Election Results 2020 | https://www.electionreturns.pa.gov/General/SummaryResults?ElectionID=83&ElectionType=G&IsActive=0
From the 2020 Election Results:
County Name: This is just a designation for each county
Candidate Name: The candidate running
Votes: Total Votes (By each candidate)
Election Day Votes: Votes on Election day
Mail Votes: Votes by mail in ballot
Provisional Votes: Provisional ballot votes for those with unsure elegibility
From the Census Data Overall:
County: Name of County
FIPS: Number Identifier for County
From Bachelors Data:
Value (percent): Percent of people in county with degree
People: People with bachelors by county
From Unemployed Data:
Value (percent): Percent of people unemployed per county
People: People unemployed by county
From Poverty Data:
Value (percent): Percent of poverty per county
Families: Families in poverty by county
Once I find a solid polling data by county, I will have more columns and features. The hope in the end is to have an overarching tibble with all my combined data along with the smaller supporting tibbles.

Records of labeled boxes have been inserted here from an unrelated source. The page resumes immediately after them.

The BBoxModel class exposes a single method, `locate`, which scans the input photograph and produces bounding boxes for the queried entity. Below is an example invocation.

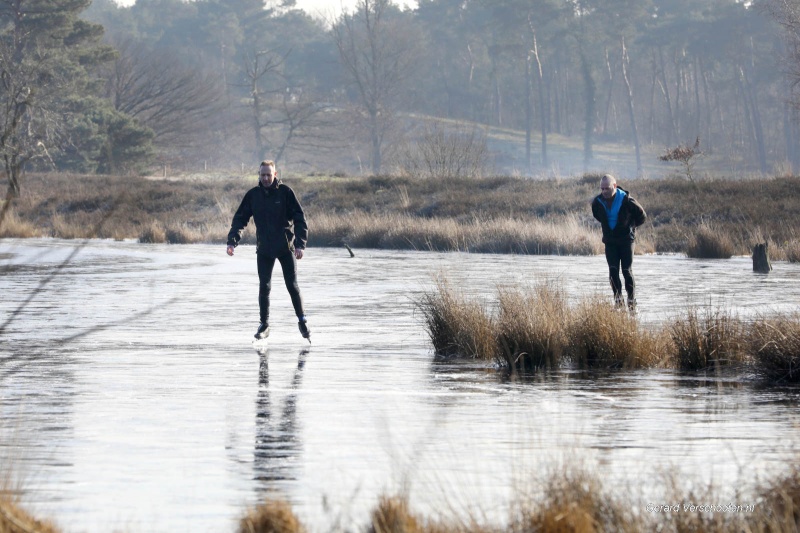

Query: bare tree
[243,46,288,160]
[331,0,419,174]
[105,41,223,148]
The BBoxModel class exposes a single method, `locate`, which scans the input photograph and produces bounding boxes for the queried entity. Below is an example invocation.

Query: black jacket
[592,187,647,244]
[228,181,308,257]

Initial Transformation of Data will involve the removal of some rows for the census data at the beginning and end, this being just random info that came with the data
Missing Values: As previously mentioned, there is not any missing values to attend. If there is its data not relevant to my analysis and the columns themselves won’t be used
Over/Under Field: I may be able to do this but I am unsure only because I also implemented the Libertarian party in my data. I am thinking that maybe I will need to have tibbles that have all the mentioned parties and one that focuses on Kamala and Trump by themselves
With the rework of my project, I have had to trash a lot of my previous corelations. I will give my thoughts on some potentially intriguing relationships
Education vs Voter Choice: I believe you will find a solid relationship around counties education and where this leads voters to lean
Poverty vs Voter Choice: I believe that poverty will have a relationship with voter choice for the respective county
Unemployment vs Voter Choice: Lastly, I think unemployment will be a strong indicator as to voter tendencies in each county
Later on I hope to establish more relationships between polling and the census data, this hopefully showing a possible idea if things will remain the same this cycle or change.

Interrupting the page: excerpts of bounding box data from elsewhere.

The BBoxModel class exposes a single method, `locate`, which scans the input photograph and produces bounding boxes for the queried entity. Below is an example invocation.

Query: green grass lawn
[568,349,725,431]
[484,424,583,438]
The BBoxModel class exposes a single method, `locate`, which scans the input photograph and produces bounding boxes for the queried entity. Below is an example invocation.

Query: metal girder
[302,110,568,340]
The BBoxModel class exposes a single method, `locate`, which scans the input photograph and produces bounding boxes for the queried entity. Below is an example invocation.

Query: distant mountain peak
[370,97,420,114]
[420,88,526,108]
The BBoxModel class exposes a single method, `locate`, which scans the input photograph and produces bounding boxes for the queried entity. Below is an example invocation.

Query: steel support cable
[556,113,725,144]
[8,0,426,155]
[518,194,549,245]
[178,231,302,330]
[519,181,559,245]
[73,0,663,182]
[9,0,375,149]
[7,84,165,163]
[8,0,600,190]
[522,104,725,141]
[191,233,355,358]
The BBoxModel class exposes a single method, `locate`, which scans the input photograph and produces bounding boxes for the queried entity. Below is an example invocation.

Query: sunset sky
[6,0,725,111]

Model 1: Simple Linear Regression
Model 2: Multiple Linear Regression (Continuous Variables)
Model 3: Regression with a Categorical Variable
Due to my scrapping of my previous project, I don’t have any solid results to analyze. Looking at the data with a naked eye, I have identified various factors I believe will have a strong influence in regards to voter decisions in the past and potential voting decisions in the future.